Structural analysis continues to advance our understanding of the writers, readers, and erasers that carry out the biology of ADP-ribose-mediated cell signaling events. As shown in this review, structural studies have helped to define the functions and catalytic activities of these proteins, and they have formed a molecular framework for understanding catalytic mechanism and regulation. Despite the significant progress highlighted here, there are many remaining structural questions that are key to fully understanding the biology of ADP-ribosylation; thus we can look forward to many exciting new structures and insights. The growing collection of a variety of PARP catalytic domain structures provides insights into the selectivity of current clinical PARP inhibitors, but they also suggest new avenues for the development of greater specificity and selective enzyme inhibition. Such inhibitors, with chemical probe qualities, will be of immense value as research tool. Continued progress in this field might also yield a second generation of PARP inhibitors for the treatment of cancer and inflammation, as well as for anti-infectives that are both safer and less prone to resistance mechanisms than current drugs.

Biographies

T. Karlberg, PhD, is a research associate in the Department of Medical Biochemistry and Biophysics at Karolinska Institutet in Stockholm, Sweden. He studied structural biology at the Structural Genomics Consortium as a postdoctoral fellow, and received his PhD from the University of Lund. His current research focuses on the structural biology of ADP-ribose transferases and structure based design of PARP inhibitors.

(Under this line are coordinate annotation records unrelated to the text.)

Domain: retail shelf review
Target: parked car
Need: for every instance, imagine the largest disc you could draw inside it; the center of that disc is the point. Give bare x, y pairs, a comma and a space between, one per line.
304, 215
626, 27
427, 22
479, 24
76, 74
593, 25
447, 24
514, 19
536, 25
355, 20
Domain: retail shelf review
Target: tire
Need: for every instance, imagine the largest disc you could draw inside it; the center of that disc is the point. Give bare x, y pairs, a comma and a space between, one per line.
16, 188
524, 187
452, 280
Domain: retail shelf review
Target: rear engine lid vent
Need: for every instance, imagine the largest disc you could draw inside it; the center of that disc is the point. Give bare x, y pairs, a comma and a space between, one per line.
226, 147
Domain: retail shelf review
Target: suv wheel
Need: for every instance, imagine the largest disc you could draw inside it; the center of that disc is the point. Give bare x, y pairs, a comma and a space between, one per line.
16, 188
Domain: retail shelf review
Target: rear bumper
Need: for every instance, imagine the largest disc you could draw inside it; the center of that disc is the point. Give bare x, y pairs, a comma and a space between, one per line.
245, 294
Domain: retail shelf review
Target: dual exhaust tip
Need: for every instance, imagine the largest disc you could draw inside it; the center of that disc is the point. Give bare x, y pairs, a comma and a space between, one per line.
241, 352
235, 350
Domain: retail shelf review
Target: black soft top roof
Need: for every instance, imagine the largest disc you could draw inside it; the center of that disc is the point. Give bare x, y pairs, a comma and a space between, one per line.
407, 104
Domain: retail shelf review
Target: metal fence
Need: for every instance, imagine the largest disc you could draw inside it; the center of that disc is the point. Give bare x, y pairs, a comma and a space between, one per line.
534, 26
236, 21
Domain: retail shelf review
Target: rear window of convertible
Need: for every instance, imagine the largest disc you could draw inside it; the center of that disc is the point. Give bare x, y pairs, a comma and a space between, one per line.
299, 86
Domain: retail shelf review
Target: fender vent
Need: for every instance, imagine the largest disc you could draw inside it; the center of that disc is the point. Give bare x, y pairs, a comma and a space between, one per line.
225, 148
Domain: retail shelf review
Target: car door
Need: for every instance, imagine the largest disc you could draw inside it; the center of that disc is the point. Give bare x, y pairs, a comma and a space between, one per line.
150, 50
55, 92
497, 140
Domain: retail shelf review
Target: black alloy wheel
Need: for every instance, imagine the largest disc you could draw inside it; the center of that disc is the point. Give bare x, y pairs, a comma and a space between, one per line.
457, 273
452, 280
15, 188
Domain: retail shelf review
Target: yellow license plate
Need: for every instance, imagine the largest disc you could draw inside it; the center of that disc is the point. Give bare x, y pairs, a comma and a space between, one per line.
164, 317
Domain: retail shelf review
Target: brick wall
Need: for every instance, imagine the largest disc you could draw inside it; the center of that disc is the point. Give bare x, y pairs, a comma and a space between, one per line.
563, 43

M. F. Langelier, Ph.D., is a research associate in the Department of Biochemistry and Molecular Biology at Thomas Jefferson University, Philadelphia, USA. She studied transcriptional regulation mechanisms as a postdoctoral fellow at Harvard Medical School and as a Ph.D. student at the University of Montreal. Her current research focuses on structural and biochemical analysis of ADP-ribose transferases.

J. M. Pascal, Ph.D., is an Associate Professor of Biochemistry and Molecular Biology and a member of the Kimmel Cancer Center at Thomas Jefferson University, Philadelphia, USA. He studied the structural biology of DNA replication and repair as a postdoctoral fellow at Harvard Medical School, and earned his Ph.D. at the University of Texas, Austin. His research currently focuses on proteins involved in maintaining genome stability.

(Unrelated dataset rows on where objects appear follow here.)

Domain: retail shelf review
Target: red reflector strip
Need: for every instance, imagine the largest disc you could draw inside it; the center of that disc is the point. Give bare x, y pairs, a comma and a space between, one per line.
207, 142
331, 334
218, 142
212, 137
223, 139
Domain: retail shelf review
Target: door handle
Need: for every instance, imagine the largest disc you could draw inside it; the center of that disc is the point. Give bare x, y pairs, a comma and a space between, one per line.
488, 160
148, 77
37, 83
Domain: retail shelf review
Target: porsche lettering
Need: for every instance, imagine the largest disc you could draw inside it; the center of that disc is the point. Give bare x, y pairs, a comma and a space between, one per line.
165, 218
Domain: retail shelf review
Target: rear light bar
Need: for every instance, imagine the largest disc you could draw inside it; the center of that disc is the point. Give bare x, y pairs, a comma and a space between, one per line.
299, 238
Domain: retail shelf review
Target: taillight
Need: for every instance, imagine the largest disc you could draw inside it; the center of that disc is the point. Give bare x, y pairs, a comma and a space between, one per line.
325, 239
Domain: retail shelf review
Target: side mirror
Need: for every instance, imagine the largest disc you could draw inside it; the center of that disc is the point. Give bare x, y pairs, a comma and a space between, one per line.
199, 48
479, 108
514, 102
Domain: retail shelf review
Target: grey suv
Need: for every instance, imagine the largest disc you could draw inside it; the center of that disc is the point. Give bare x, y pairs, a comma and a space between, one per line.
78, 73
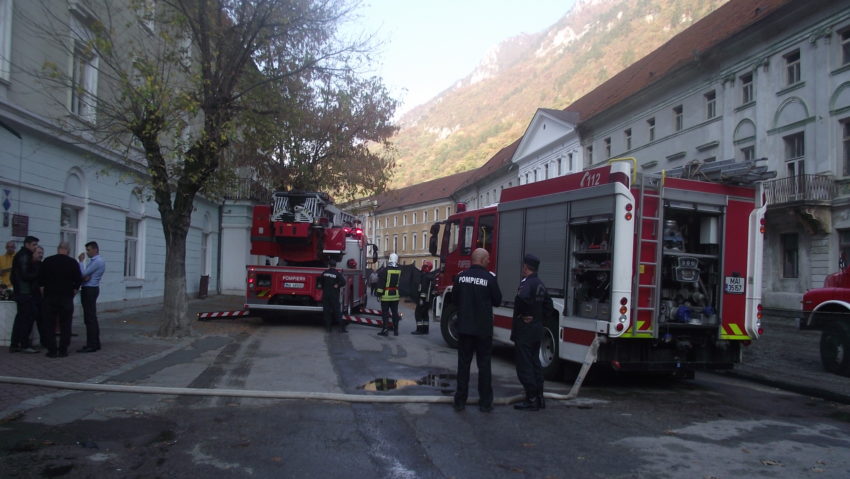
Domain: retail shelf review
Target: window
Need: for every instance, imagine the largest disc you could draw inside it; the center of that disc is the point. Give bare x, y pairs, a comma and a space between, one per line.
710, 105
795, 153
5, 37
792, 68
131, 247
69, 227
748, 153
678, 120
845, 47
747, 88
843, 248
790, 255
845, 143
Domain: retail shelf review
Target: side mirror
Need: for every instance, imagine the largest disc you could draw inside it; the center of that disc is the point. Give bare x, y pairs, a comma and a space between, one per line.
432, 241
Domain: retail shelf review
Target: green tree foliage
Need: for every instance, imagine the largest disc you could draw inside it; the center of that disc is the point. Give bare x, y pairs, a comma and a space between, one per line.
198, 87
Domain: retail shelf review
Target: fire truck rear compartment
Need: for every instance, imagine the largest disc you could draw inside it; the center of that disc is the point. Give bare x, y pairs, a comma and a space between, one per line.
679, 347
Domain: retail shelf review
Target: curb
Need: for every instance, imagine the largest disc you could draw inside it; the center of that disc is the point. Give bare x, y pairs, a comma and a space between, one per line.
812, 391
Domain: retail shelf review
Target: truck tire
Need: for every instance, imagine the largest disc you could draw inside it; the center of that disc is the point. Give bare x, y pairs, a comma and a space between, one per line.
448, 325
549, 360
835, 348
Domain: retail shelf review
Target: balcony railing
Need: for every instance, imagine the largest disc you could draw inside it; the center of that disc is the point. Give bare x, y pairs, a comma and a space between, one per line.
247, 189
800, 188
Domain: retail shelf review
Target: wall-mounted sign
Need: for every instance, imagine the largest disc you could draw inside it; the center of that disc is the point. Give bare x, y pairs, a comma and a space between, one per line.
20, 225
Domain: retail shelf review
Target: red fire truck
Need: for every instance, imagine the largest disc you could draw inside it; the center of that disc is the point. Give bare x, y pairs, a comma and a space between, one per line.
647, 273
301, 231
828, 309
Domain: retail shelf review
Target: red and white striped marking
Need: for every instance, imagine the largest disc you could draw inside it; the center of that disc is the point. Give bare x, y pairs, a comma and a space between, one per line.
222, 314
374, 322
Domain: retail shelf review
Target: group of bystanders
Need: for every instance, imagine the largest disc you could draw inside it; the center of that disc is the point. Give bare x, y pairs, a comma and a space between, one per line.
44, 290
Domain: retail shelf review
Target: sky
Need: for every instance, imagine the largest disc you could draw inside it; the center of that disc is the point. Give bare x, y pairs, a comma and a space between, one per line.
427, 45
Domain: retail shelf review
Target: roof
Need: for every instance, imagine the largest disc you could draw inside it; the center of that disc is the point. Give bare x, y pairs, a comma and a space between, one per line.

H. Schüler, Ph.D., is an independent group leader in the Department of Medical Biochemistry and Biophysics at Karolinska Institutet in Stockholm, Sweden. He headed a team for the Structural Genomics Consortium at Karolinska Institutet that determined crystal structures of ATPases, RNA helicases, and ADP-ribose transferases. He studied protein chaperones as a postdoctoral fellow at New York.University Medical Center, and earned his Ph.D. degree at Stockholm University. Currently his research is focused on the structural biology of proteins involved in ADP-ribosylation as well as the generation of selective PARP inhibitors.